This is a case i was working on a few days ago.I was asked to tune a specific query on our production server, so here is a quick test case to model the problem (i only kept the interesting part of the original query which was much more longer)
Test case : (ORACLE 220.127.116.11.6)
DROP TABLE test_a1; DROP TABLE test_a2; CREATE TABLE test_a1 AS SELECT level a, level AS b FROM DUAL where level > 3000 CONNECT BY level <6000; CREATE TABLE test_a2 AS SELECT level AS a, level AS b FROM DUAL where LEVEL > 100 CONNECT BY level < 3100; exec dbms_stats.gather_table_stats(null,'TEST_A1'); exec dbms_stats.gather_table_stats(null,'TEST_A2'); create or replace function cpu_intensive_function(a number) return number deterministic as n NUMBER := 0; BEGIN dbms_application_info.set_client_info(userenv('client_info')+1 ); FOR f IN 1..100000 LOOP n := MOD (n,999999) + SQRT (f); END LOOP; return n+a; END;
SELECT t1.a a,t1.b b,t2.a a2,t2.b b2 FROM test_a1 t1, test_a2 t2 WHERE t1.a = t2.a and cpu_intensive_function(t1.b) = 1;
At first this may seem a good execution plan.We have two tables with 2999 rows each,we use the filter function “cpu_intensive_function”on column “b” to minimize throughway and eliminate the maximum number of rows as soon as possible.

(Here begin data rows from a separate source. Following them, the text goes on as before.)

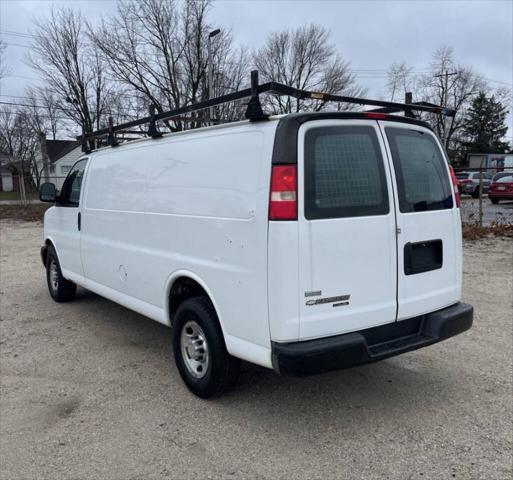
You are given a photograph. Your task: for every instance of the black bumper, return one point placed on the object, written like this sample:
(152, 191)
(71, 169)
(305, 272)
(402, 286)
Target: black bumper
(372, 344)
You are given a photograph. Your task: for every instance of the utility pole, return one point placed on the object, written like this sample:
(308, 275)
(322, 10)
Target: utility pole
(445, 96)
(44, 156)
(211, 35)
(408, 99)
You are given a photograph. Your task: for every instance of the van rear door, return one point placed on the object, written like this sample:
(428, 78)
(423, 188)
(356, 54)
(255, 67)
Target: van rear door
(347, 231)
(429, 226)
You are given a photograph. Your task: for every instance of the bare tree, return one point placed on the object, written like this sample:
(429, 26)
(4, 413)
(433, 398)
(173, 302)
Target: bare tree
(452, 85)
(304, 58)
(71, 67)
(43, 112)
(400, 81)
(157, 49)
(16, 141)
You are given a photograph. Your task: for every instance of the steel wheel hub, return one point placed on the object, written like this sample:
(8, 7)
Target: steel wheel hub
(54, 276)
(194, 349)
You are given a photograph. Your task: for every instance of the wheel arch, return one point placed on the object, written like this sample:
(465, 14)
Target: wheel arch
(181, 277)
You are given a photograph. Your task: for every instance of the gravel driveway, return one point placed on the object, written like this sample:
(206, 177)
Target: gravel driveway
(88, 390)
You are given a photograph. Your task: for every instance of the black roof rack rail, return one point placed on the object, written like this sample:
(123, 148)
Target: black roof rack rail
(254, 111)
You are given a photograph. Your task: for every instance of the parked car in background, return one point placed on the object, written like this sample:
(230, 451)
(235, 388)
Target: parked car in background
(469, 182)
(501, 187)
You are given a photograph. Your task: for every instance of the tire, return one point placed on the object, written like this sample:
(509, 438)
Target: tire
(61, 290)
(199, 349)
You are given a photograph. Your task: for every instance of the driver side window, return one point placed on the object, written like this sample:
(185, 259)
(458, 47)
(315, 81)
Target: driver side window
(70, 193)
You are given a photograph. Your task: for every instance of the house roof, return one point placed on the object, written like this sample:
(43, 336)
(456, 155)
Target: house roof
(55, 149)
(10, 164)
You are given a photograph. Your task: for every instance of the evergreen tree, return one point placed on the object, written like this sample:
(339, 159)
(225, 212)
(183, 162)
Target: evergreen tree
(485, 126)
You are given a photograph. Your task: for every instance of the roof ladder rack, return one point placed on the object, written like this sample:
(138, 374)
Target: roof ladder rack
(254, 110)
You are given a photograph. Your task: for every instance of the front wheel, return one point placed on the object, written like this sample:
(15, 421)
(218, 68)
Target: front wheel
(199, 349)
(61, 290)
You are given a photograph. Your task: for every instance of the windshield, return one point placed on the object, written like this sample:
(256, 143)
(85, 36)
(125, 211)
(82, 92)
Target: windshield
(420, 170)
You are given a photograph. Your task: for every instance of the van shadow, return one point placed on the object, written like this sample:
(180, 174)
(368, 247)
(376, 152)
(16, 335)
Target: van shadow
(401, 388)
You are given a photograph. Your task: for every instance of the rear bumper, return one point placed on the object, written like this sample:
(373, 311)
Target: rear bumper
(372, 344)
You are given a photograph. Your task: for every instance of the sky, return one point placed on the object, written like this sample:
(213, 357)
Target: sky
(370, 34)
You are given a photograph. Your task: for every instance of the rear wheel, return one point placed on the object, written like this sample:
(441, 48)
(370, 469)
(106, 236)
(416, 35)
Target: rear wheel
(61, 290)
(199, 349)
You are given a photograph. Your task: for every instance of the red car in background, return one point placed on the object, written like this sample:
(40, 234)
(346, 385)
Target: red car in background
(501, 187)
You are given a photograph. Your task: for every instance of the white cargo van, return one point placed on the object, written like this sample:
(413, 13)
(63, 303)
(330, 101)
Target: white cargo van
(303, 243)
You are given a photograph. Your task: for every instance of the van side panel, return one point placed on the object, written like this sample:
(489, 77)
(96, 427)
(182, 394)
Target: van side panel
(283, 270)
(193, 201)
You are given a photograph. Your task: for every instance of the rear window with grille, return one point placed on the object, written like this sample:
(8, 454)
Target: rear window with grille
(420, 170)
(344, 173)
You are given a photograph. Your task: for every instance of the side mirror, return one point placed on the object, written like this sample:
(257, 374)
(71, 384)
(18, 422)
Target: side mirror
(48, 192)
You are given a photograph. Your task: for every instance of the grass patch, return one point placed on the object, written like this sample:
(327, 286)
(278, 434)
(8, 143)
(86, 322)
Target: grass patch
(30, 213)
(472, 231)
(17, 196)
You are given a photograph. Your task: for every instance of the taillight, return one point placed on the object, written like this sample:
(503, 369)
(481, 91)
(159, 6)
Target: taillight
(283, 197)
(455, 185)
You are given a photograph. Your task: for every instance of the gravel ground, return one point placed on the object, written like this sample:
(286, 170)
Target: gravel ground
(88, 390)
(502, 212)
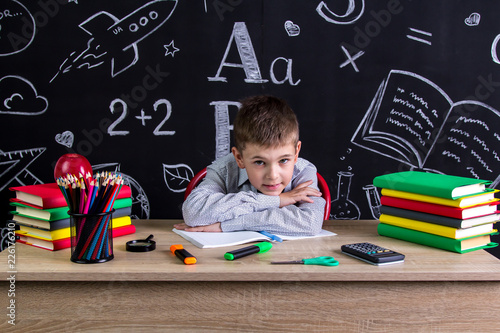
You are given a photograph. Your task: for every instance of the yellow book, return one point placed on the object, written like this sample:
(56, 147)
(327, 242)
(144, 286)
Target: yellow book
(436, 229)
(460, 202)
(65, 232)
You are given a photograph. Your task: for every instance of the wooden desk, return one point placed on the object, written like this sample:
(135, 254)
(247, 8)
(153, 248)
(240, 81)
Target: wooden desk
(434, 290)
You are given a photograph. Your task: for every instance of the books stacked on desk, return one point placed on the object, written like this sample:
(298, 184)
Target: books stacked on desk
(42, 220)
(443, 211)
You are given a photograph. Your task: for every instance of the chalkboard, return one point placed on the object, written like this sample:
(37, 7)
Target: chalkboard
(150, 89)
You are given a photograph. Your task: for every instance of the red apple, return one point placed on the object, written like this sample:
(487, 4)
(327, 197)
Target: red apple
(73, 164)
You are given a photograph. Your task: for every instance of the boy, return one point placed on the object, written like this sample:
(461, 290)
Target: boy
(263, 184)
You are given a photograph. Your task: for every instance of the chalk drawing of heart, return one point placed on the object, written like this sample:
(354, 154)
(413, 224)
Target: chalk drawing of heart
(65, 138)
(473, 20)
(292, 29)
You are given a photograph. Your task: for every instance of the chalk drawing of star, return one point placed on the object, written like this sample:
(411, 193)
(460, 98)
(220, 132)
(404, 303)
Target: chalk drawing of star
(171, 49)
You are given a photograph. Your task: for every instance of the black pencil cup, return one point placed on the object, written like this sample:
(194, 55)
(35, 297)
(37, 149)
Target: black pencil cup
(91, 237)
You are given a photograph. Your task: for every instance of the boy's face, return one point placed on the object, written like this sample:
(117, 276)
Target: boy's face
(269, 169)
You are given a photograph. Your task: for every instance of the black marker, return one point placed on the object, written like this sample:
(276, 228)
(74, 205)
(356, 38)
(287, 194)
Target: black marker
(257, 248)
(182, 254)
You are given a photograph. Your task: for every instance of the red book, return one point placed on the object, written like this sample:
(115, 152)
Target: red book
(66, 242)
(49, 195)
(455, 212)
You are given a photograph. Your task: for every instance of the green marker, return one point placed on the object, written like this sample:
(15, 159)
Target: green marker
(257, 248)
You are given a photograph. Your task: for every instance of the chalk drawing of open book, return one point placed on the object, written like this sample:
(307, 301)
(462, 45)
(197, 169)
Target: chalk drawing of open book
(413, 121)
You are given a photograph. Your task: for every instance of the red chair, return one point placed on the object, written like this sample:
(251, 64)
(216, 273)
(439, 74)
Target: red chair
(323, 187)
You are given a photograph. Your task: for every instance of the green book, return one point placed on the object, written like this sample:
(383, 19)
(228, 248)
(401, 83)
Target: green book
(433, 184)
(55, 214)
(455, 245)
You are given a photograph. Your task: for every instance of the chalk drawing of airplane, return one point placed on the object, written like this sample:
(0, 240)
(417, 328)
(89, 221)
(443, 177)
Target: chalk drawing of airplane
(119, 37)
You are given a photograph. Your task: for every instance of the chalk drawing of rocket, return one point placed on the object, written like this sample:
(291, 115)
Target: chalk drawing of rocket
(118, 38)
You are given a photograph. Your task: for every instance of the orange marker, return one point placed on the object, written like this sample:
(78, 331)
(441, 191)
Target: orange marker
(182, 254)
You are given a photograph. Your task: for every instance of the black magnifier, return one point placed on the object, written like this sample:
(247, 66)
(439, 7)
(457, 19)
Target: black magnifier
(141, 245)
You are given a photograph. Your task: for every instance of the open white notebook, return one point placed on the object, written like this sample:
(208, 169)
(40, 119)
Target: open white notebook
(205, 240)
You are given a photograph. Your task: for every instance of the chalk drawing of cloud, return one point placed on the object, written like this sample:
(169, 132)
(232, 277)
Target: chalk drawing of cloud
(18, 96)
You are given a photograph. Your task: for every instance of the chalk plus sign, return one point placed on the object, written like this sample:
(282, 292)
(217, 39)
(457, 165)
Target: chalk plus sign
(351, 59)
(143, 117)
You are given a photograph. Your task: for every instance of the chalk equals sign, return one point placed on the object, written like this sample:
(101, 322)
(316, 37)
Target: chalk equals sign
(421, 33)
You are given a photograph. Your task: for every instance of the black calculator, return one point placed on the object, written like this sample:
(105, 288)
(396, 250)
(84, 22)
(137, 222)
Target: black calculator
(372, 254)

But at runtime the execution of the deterministic function “cpu_intensive_function” 2999 times (for each row of table TEST_A1 as it was a unique value so the caching is not effective) ,which is cpu intensive , took a significant amount of time.
Although we are eliminating rows as soon as possible,this step is very costly so why not try to differ it knowing that the join between this two tables on column “a” will return only 99 rows (In this case this function will be executed only 99 times minimizing significantly the execution time).
The question is how to do it ?
To be able to differ the execution of the function i have rewritten the query this way :
SELECT h.a,h.b,h.a2,h.b2 FROM (SELECT /*+ NO_MERGE */ t1.a a,t1.b b,t2.a a2,t2.b b2, ROWNUM FROM test_a1 t1, test_a2 t2 WHERE t1.a = t2.a) h WHERE cpu_intensive_function (h.b) = 1;
I added the ROWNUM pseudo-column to prevent simple filter push-down from happening as it’s a no brainer transformation.(It’s also possible to use /*+ opt_param(‘_optimizer_filter_pushdown’,’false’) */ but i like the first alternative.For more info)
This query was mush faster, the execution time dropped from 5Min to 10Sec !
That’s it 😀
2 thoughts on “Deferred predicate evaluation”
that’s a great way to solve this particular issue!
Thank you for sharing.
Have you tried to associate the cpu_intensive_function with proper ASSOCIATE STATISTICS to tell the optimizer about the real cost of the function? This might help all queries using cpu_intensive_function – not only this specific query.
Hi Martin, thank you 🙂 yes the function used on production have the associated statistics correctly set but for this particular case it havent done any good.